A GAL is a lawyer who is appointed by the Judge to represent the children's best interests and investigate the custody case. The Judge may enter an order stating the scope and issues that the GAL may investigate. Or the judge may simply order the appointment of a GAL.
Usually, the GAL will make recommendations on issues relating to your children (e.g., whether the children need to be in therapy, whether a parent needs to be in therapy, whether the family needs to be in therapy) and legal and physical custody and visitation a between the parents. GALS can also investigate issues such as parent's fitness or substance abuse issues.
The GAL's recommendations and investigative findings are conveyed to the judge. The judge may give the GAL's report great weight, some weight, or no weight in deciding these critical issues: legal custody, physical custody, and other matters relating to the children and parents. But because the GAL has gotten to know the parties, children, and conducted an investigation, he or she may have more information than the Judge.

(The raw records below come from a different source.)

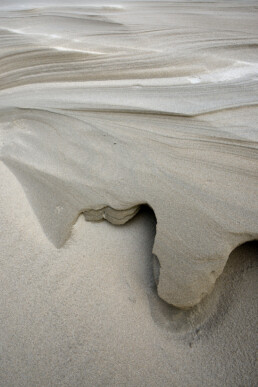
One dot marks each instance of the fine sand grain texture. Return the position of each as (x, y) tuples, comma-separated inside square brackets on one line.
[(105, 107), (143, 114), (89, 315)]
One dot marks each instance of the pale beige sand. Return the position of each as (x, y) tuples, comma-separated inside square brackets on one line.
[(107, 106), (88, 314)]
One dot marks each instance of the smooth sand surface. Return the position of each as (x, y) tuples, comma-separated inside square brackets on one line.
[(89, 315), (108, 106), (113, 111)]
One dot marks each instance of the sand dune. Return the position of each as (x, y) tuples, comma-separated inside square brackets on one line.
[(110, 111), (115, 106)]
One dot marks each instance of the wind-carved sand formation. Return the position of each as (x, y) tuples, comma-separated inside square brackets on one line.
[(106, 106)]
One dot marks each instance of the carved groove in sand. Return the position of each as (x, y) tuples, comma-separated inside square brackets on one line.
[(102, 115)]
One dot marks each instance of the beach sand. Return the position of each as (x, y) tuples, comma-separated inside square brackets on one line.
[(88, 314)]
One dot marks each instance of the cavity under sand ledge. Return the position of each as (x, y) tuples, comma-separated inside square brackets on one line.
[(106, 113)]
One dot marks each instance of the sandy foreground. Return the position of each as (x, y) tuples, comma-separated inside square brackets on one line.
[(89, 315), (144, 114)]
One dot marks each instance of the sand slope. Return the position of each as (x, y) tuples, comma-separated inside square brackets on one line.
[(105, 107), (89, 315)]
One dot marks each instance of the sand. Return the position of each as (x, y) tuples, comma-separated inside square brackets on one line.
[(89, 315), (142, 114)]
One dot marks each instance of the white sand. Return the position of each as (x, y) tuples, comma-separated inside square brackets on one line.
[(88, 314), (105, 107)]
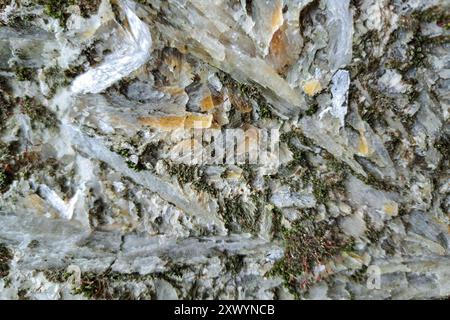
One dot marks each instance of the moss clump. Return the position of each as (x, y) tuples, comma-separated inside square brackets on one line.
[(6, 103), (37, 112), (5, 181), (58, 8), (307, 243), (265, 112), (184, 173), (24, 73), (94, 286), (238, 216), (434, 14), (5, 258), (312, 109), (247, 92)]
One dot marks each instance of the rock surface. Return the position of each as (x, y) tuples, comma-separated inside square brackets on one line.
[(99, 99)]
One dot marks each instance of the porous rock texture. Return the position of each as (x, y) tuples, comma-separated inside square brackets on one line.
[(96, 97)]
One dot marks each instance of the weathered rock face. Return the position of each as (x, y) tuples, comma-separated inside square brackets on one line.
[(99, 99)]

One of the first things that will happen after a GAL is appointed is that they will reach out to talk to you; if they don't, you should contact them-very soon. You need to be as cooperative as possible with the GAL. If they want to meet with you or come over your house, make time for them and be accommodating and pleasant during the visit. The GAL may make a surprise visit to your home, so always make sure your home is tidy and there is plenty of healthy food in your refrigerator and in the kitchen. Remember, the GAL may open up your refrigerator, kitchen cabinets, closets. He or she may want to take a tour of the house and see the children's sleeping areas. You may feel this is an invasion of your privacy. And it is. But you have no choice. If you do not cooperate, that will hurt your case.
You should talk to the GAL. When you talk to the GAL, pretend you are talking directly to the judge. Know that everything you say may be told to the judge. Make sure you give the GAL facts and thoughts about custody and the children. Do not denigrate or criticize the other parent. Do not express or show any anger towards the other parent. Do not dwell on the reasons why the relationship did not work. Stick with the facts regarding the children. Focus entirely on the children's and their best interests. If you have concerns regarding the other parent, make sure you state them in a factual and non-judgmental way. Give the GAL a list of people and contact information who has relevant, first hand knowledge of the children and your parenting abilities. Ask the GAL to talk to other family members, teachers, pediatricians, therapists, day care providers, coaches, and people who know your kids and have seen first-hand your strong and positive bond with the kids.
The GAL will talk to your children, usually a few times. One of the questions the GAL will ask children of a certain age is their preference for a custody schedule. This will be conveyed by the judge. Do not tell or coach your children about what they should tell the GAL.